Ma nondimen, rimossa ogne menzogna,
tutta tua visïon fa manifesta;
e lascia pur grattar dov’è la rogna. (Pd, XVII, 127-29)

[Ma, nonostante questo, rimossa ogni menzogna,
rivela tutto ciò che hai visto;
e lascia pure che chi ha la rogna, si gratti]

Nelle parole dell’esilio, Cacciaguida farà riferimento al pane che «sa di sale», cioè a quel pane che Dante, una volta cacciato e bandito da Firenze, dovrà assaggiare, lontano dalla sua città, come atto caritatevole da parte di chi, di volta in volta, lo ospiterà e lo proteggerà:

Tu proverai sì come sa di sale
lo pane altrui, e come è duro calle
lo scendere e ‘l salir per l’altrui scale. (Pd, XVII, 58-60)

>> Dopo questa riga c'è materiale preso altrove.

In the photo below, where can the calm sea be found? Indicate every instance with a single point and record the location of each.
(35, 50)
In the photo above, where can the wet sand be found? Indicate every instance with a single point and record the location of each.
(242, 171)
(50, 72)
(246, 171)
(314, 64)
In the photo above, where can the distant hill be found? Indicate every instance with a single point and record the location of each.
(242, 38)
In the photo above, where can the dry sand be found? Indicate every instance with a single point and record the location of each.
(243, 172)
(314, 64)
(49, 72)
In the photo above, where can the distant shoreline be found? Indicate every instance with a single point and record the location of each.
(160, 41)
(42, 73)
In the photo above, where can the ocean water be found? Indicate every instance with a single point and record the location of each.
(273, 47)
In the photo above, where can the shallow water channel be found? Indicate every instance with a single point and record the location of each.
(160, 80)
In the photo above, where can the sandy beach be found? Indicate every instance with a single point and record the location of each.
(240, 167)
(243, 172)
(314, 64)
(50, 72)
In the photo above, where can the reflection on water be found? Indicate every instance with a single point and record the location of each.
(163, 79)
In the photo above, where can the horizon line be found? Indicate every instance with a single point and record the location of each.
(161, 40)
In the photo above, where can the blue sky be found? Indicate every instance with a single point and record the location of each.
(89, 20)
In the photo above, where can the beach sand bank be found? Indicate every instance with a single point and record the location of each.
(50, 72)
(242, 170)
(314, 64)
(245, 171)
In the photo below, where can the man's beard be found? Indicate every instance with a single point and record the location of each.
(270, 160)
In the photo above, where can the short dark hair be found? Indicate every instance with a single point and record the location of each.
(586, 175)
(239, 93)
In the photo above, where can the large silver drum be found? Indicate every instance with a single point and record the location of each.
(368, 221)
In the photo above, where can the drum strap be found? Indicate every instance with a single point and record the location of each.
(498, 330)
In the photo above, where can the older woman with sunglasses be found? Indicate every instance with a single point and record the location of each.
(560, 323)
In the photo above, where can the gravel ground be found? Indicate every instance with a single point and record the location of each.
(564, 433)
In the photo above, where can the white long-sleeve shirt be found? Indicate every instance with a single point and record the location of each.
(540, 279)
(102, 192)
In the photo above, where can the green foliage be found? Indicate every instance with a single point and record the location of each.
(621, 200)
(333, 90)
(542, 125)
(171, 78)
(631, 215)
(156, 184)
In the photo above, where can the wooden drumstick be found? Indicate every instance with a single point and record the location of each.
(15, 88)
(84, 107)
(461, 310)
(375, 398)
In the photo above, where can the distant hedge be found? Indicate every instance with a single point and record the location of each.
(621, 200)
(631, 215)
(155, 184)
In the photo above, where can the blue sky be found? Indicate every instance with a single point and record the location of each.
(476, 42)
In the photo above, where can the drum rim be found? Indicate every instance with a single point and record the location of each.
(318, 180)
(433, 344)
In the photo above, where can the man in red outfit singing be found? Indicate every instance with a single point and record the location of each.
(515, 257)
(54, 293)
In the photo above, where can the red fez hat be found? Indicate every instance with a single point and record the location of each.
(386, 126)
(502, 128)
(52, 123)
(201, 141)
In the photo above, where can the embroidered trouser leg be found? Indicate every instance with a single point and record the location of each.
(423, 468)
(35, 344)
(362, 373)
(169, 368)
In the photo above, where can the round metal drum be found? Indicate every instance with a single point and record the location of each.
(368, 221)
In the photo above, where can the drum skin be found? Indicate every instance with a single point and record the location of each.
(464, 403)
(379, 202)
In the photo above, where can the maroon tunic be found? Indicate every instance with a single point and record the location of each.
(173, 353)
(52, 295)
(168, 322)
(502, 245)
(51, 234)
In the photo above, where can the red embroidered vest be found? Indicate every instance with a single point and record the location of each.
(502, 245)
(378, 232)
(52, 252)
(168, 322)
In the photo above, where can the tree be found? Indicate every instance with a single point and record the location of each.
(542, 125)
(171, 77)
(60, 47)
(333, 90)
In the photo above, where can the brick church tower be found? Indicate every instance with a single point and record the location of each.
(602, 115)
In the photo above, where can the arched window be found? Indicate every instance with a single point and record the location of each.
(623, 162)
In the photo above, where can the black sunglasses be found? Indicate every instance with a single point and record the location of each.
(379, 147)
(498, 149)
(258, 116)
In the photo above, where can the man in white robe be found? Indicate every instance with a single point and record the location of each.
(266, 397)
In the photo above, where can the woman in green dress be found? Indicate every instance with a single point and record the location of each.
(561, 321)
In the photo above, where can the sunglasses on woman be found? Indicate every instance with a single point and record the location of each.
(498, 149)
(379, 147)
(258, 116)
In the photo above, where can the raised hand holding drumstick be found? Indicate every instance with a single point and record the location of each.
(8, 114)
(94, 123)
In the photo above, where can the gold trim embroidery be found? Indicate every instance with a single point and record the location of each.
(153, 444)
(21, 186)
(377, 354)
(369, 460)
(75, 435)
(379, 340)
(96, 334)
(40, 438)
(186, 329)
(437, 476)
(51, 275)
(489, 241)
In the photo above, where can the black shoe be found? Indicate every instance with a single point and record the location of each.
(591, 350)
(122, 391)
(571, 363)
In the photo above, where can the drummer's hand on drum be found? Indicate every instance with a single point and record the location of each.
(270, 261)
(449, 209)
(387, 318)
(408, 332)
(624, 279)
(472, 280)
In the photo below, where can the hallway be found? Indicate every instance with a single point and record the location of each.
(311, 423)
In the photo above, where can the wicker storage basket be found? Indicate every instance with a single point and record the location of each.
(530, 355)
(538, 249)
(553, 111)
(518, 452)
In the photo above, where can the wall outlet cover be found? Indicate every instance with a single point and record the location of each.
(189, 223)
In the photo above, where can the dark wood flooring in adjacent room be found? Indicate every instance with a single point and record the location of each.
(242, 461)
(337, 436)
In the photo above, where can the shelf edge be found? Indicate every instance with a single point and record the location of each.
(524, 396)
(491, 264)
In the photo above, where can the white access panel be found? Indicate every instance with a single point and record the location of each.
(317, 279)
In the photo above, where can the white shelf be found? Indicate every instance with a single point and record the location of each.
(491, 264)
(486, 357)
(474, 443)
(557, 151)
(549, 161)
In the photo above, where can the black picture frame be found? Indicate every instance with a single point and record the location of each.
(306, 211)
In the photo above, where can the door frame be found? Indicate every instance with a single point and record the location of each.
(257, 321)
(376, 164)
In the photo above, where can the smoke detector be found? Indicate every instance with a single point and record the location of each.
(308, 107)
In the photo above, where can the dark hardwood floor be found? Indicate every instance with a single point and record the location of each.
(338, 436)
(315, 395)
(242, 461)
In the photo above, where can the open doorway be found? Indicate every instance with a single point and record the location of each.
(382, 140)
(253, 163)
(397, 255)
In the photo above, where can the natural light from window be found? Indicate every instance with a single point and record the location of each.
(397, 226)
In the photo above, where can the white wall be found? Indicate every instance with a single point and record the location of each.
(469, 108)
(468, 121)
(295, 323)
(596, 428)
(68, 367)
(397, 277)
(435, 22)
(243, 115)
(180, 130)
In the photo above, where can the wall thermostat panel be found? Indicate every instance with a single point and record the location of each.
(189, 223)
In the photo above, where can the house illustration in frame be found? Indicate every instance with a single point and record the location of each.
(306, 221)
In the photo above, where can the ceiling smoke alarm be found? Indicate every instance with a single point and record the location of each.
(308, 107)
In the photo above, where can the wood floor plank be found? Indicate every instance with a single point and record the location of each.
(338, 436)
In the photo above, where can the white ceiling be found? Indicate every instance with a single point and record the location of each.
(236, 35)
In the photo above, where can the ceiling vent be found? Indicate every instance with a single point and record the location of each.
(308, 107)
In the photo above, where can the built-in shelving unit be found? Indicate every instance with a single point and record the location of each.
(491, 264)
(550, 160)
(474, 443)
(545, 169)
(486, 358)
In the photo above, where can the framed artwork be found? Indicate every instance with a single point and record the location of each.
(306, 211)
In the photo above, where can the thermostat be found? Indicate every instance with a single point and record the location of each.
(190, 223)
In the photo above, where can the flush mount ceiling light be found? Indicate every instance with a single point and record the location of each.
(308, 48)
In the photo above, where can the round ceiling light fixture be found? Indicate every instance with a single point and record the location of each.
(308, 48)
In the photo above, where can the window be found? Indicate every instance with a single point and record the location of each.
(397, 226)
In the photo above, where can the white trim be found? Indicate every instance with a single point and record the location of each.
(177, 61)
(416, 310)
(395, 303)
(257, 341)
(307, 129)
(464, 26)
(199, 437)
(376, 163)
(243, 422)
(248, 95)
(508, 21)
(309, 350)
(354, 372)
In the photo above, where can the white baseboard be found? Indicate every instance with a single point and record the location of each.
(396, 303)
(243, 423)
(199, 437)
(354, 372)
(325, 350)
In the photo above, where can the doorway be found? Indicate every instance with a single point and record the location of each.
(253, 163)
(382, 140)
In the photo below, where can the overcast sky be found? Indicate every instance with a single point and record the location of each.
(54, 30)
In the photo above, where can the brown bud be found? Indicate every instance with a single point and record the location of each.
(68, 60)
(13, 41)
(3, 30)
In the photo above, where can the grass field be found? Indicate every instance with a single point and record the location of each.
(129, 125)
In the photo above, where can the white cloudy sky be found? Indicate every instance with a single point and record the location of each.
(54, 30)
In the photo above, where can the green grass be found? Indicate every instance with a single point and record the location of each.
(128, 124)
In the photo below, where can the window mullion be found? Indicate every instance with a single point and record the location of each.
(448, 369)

[Tu proverai quanto sia amaro
il pane degli altri, e quanto sia cammino faticoso
scendere e salire lungo le scale altrui]

Dopo tanto cibo, sia pur virtuale, e non reale, in conclusione, temendo che qualche famelico lettore possa sentirsi, come dire, appesantito, e che avvertisse qualche difficoltà di digestione, suggerirei il ricorso a un rimedio dantesco. Nel 1921, infatti, la Magnesia San Pellegrino mise in vendita una curiosa confezione dell’omonimo (e celeberrimo) purgante, recante stampati, sulla tradizionale scatoletta di latta contenente il lassativo, l’immagine di Beatrice, e un motto (con funzione di réclame) che, in realtà, era la citazione di un verso tratto dal canto II dell’Inferno, e cioè:

I’ son Beatrice che ti faccio andare

La trovata pubblicitaria suscitò la divertita reazione dell’allora Ministro della Pubblica Istruzione, il filosofo napoletano Benedetto Croce.